Monday, September 1, 2008

Illusions shattered

Being a Bromley supporter in the 60s and 70s meant having very little to feel smug about. The team regularly finished around the bottom of the Isthmian League, no players were ever picked for representative sides and there were never any FA Cup shocks involving Bromley.
But one thing I always clung on to was the fact that we were genuinely amateur. This explained to my pre-pubescent mind why every other team seemed to be better. It was obviously because they paid their players and we didn't.

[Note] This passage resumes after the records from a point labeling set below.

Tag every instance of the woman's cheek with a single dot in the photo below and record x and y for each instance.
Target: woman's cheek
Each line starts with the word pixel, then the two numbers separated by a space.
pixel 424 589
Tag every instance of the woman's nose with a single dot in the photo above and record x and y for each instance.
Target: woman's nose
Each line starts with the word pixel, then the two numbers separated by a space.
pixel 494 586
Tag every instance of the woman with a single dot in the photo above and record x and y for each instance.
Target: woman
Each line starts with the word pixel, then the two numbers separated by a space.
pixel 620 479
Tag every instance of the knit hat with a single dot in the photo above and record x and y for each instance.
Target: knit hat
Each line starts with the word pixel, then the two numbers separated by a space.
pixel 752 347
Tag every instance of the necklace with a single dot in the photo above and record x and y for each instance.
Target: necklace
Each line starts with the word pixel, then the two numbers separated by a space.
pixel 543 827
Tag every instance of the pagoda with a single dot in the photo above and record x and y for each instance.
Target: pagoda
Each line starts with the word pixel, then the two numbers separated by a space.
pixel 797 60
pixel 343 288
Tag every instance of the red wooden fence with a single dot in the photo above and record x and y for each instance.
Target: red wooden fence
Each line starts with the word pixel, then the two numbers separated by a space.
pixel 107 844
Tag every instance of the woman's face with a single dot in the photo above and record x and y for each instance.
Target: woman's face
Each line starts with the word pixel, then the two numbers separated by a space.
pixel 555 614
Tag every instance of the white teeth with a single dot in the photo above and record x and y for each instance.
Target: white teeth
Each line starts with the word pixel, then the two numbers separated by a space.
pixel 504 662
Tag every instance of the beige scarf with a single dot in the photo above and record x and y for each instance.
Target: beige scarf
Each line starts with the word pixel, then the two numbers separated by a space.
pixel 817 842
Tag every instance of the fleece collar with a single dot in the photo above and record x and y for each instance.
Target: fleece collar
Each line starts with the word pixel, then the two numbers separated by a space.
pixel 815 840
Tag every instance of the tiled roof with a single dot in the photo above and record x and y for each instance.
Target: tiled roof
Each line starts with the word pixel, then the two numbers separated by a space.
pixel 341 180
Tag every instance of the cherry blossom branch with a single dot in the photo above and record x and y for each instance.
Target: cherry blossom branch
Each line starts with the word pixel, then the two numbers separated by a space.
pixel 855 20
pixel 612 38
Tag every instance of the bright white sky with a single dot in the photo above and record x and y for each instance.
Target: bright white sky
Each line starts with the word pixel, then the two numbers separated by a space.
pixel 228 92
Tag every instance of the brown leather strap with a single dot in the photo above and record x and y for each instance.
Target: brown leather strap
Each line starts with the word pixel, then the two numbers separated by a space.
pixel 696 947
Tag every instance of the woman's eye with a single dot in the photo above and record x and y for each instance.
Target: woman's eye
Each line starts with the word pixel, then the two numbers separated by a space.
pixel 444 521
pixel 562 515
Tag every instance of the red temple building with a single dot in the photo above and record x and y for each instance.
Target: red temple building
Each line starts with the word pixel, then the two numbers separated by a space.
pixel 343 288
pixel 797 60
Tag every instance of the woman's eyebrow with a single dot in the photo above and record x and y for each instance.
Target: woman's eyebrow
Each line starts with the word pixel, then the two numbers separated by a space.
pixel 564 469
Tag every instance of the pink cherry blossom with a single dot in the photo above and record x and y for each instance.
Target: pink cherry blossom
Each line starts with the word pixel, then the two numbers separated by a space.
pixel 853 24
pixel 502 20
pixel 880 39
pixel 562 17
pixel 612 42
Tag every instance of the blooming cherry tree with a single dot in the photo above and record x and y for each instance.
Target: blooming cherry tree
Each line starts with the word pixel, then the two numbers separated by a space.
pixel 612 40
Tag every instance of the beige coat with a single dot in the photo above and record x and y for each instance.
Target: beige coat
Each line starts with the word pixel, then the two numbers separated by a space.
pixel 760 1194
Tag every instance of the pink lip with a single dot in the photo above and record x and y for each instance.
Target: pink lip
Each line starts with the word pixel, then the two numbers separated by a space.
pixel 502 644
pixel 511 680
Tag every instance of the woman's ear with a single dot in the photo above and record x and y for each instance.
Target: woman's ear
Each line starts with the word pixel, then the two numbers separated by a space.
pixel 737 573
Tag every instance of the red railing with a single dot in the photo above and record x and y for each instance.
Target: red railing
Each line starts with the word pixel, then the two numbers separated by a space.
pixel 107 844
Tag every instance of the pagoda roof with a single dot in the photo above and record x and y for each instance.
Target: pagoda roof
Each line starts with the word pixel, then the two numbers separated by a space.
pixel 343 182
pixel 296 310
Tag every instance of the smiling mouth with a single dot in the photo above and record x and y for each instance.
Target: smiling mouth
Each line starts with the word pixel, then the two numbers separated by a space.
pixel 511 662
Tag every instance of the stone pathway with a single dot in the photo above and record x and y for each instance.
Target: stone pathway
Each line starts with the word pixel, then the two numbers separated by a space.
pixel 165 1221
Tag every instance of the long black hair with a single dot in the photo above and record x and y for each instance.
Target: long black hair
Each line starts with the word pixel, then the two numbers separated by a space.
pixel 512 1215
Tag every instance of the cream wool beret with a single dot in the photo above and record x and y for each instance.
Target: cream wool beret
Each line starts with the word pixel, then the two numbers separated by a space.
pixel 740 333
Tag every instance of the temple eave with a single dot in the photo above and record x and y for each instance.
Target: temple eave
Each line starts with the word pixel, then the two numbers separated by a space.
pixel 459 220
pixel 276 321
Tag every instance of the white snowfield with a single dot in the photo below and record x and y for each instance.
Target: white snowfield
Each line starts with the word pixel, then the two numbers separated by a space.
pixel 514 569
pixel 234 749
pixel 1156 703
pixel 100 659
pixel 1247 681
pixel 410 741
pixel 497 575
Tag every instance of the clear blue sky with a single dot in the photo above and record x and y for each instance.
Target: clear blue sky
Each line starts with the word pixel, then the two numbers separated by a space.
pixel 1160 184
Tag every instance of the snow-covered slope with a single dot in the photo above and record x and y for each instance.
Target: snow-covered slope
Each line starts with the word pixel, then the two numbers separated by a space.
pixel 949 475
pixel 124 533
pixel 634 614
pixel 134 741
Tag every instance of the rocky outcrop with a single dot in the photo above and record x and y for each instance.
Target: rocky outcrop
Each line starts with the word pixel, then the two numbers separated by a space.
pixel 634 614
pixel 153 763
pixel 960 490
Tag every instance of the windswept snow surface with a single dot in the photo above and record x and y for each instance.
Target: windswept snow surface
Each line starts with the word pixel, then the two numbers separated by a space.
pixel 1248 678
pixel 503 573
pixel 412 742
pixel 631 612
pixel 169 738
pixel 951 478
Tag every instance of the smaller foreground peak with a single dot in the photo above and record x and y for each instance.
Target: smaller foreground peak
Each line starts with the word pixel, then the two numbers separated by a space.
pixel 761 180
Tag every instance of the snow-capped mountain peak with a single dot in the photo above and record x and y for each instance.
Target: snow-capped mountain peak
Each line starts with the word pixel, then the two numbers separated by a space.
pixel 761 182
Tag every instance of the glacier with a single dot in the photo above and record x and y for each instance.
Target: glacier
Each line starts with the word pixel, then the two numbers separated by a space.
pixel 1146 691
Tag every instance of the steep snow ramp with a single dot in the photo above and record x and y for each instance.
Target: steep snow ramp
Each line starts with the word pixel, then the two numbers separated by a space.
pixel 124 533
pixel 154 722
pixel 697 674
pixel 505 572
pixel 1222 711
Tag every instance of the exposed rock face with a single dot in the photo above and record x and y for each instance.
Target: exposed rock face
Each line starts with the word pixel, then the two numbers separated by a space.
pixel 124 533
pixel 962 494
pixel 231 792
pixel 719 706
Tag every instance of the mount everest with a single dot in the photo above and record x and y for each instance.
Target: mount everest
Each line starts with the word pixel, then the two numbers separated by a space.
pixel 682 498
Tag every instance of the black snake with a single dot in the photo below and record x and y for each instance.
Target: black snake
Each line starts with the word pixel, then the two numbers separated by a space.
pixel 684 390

I held onto this source of comfort for nearly 40 years. Until last February. That was when, during researching The Bromley Boys, I asked an ex-player why he left the club (and broke my heart) in 1969. He said that he'd had enough of the manager at the time and just wanted out. He then dropped a bombshell. He told me that one of the committee members begged him to stay and stuffed a wad of cash in his boots, which were in his locker. "It was twice as much as my normal weekly payment", the ex-player said. "But I still decided to move".
There are some things you should never, ever have to find out.